Seus rudimentos aparecem já na revolução industrial com Adam Smith, embora do
ponto de vista científico tenha sido desenvolvida por Taylor. Resumidamente,
apresenta os seguintes passos: análise da tarefa, planejar um único e melhor
meio par desempenhá-la, selecionar trabalhadores físico e psiquicamente capazes
para a atividade, treinar e desenvolver os trabalhadores, interação e
cooperação entre gestores e trabalhadores uma clara separação entre eles e
pagar incentivos pelos aumentos da produtividade em função da produção.

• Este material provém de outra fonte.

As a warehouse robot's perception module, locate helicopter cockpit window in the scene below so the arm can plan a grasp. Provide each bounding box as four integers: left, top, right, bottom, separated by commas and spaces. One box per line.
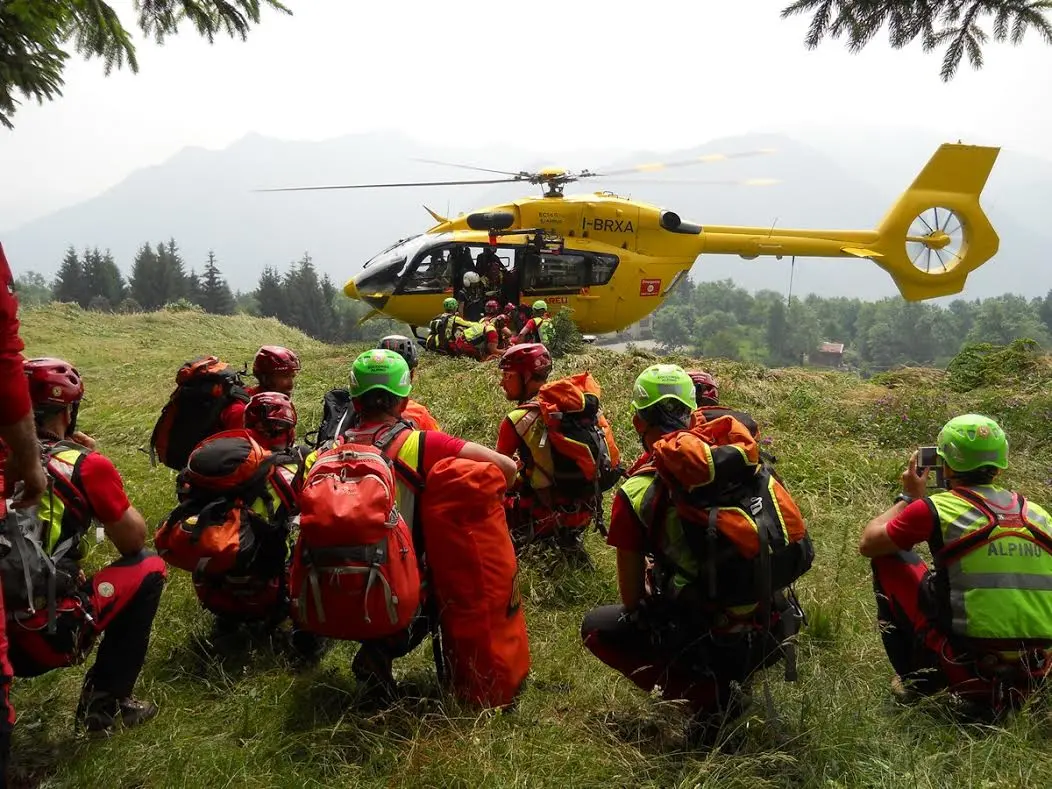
355, 236, 427, 296
403, 248, 452, 294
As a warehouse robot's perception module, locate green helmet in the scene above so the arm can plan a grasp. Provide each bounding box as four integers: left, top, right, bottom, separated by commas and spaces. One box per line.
935, 413, 1008, 471
632, 364, 697, 411
350, 348, 412, 398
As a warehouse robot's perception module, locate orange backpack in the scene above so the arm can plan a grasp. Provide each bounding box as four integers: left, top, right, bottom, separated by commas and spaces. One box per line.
149, 357, 249, 471
515, 372, 623, 501
288, 444, 421, 641
154, 429, 296, 578
640, 414, 814, 606
421, 458, 530, 707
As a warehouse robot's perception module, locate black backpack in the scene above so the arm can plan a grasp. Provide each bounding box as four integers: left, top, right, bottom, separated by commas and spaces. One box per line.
149, 357, 250, 471
308, 388, 355, 449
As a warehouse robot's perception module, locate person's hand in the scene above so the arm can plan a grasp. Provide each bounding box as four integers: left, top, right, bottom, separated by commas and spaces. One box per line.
5, 451, 47, 509
902, 452, 930, 499
69, 430, 95, 449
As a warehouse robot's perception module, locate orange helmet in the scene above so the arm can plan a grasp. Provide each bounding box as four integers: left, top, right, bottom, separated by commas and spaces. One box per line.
498, 343, 551, 380
245, 391, 296, 449
22, 359, 84, 408
252, 345, 300, 378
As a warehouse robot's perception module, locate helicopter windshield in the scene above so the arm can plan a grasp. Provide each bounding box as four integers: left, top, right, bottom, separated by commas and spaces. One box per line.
355, 234, 435, 299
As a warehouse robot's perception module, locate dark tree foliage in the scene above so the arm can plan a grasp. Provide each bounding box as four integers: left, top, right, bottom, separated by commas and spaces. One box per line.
0, 0, 291, 128
782, 0, 1052, 82
52, 246, 92, 307
199, 250, 237, 315
81, 247, 127, 310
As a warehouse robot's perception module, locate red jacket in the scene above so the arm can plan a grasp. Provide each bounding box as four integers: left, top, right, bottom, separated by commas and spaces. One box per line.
0, 245, 31, 425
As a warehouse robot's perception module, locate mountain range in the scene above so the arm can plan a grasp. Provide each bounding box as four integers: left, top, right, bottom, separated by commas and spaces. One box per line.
2, 132, 1052, 298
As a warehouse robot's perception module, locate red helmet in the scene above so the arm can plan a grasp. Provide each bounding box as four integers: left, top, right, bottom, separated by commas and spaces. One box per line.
252, 345, 300, 378
22, 359, 84, 408
245, 391, 296, 446
498, 343, 551, 379
687, 370, 720, 405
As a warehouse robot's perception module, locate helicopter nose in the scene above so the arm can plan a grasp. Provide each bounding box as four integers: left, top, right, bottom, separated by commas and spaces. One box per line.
343, 280, 362, 301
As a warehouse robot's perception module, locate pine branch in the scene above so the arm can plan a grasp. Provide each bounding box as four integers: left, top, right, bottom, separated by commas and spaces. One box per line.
781, 0, 1052, 81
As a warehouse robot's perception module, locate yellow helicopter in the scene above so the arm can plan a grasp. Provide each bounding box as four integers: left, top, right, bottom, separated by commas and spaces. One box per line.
258, 143, 1000, 333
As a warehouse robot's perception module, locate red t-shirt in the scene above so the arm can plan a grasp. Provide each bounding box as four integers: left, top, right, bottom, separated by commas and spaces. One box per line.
80, 452, 132, 524
0, 246, 31, 425
887, 499, 938, 550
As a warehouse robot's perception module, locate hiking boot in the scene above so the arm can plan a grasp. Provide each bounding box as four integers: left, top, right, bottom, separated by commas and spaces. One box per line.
288, 627, 332, 668
74, 691, 157, 735
350, 647, 398, 703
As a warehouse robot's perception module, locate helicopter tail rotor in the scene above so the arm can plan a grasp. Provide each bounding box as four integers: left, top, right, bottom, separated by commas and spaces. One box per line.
866, 144, 1000, 301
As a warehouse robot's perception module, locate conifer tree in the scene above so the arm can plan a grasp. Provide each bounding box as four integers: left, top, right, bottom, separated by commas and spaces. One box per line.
256, 266, 288, 323
782, 0, 1052, 82
81, 247, 127, 305
0, 0, 291, 128
52, 246, 92, 307
157, 239, 190, 306
201, 249, 236, 315
128, 244, 164, 311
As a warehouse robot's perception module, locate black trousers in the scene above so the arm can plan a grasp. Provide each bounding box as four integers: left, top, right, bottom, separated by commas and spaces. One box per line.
581, 605, 797, 715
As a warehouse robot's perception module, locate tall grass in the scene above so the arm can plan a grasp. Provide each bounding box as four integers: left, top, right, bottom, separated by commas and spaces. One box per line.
14, 306, 1052, 789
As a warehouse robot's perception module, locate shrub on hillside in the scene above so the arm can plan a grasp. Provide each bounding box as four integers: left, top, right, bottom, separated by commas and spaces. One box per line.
947, 339, 1040, 391
164, 299, 204, 313
548, 308, 585, 359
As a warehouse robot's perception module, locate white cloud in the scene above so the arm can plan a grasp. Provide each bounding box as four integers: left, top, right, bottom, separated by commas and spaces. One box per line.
0, 0, 1052, 227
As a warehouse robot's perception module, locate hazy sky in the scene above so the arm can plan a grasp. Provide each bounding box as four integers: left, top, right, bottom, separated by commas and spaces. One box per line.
0, 0, 1052, 229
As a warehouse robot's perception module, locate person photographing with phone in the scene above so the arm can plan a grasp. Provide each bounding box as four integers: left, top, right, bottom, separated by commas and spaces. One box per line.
858, 413, 1052, 714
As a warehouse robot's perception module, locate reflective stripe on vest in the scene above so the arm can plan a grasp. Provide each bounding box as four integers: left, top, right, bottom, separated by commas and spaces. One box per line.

Evidentemente que ao longo do tempo a compreensão da gestão foi evoluindo e
deslocando-se da ênfase na produção para o destaque nas pessoas, depois para os
processos de interação, para a vantagem competitiva e ultimamente para a
questão da sociedade do conhecimento. Essa última apresenta alguns princípios
que caracterizam a gestão profissional: capacitar pessoas para atuar em
conjunto, efetivar forças e reduzir fraquezas, integrar a cultura local, ter
compromisso com metas comuns e valores compartilhados, aprender a fazer e a
desenvolver o conhecimento, ancorarse na comunicação e na responsabilidade,
criar e utilizar seus indicadores de desempenho e buscar resultados múltiplos.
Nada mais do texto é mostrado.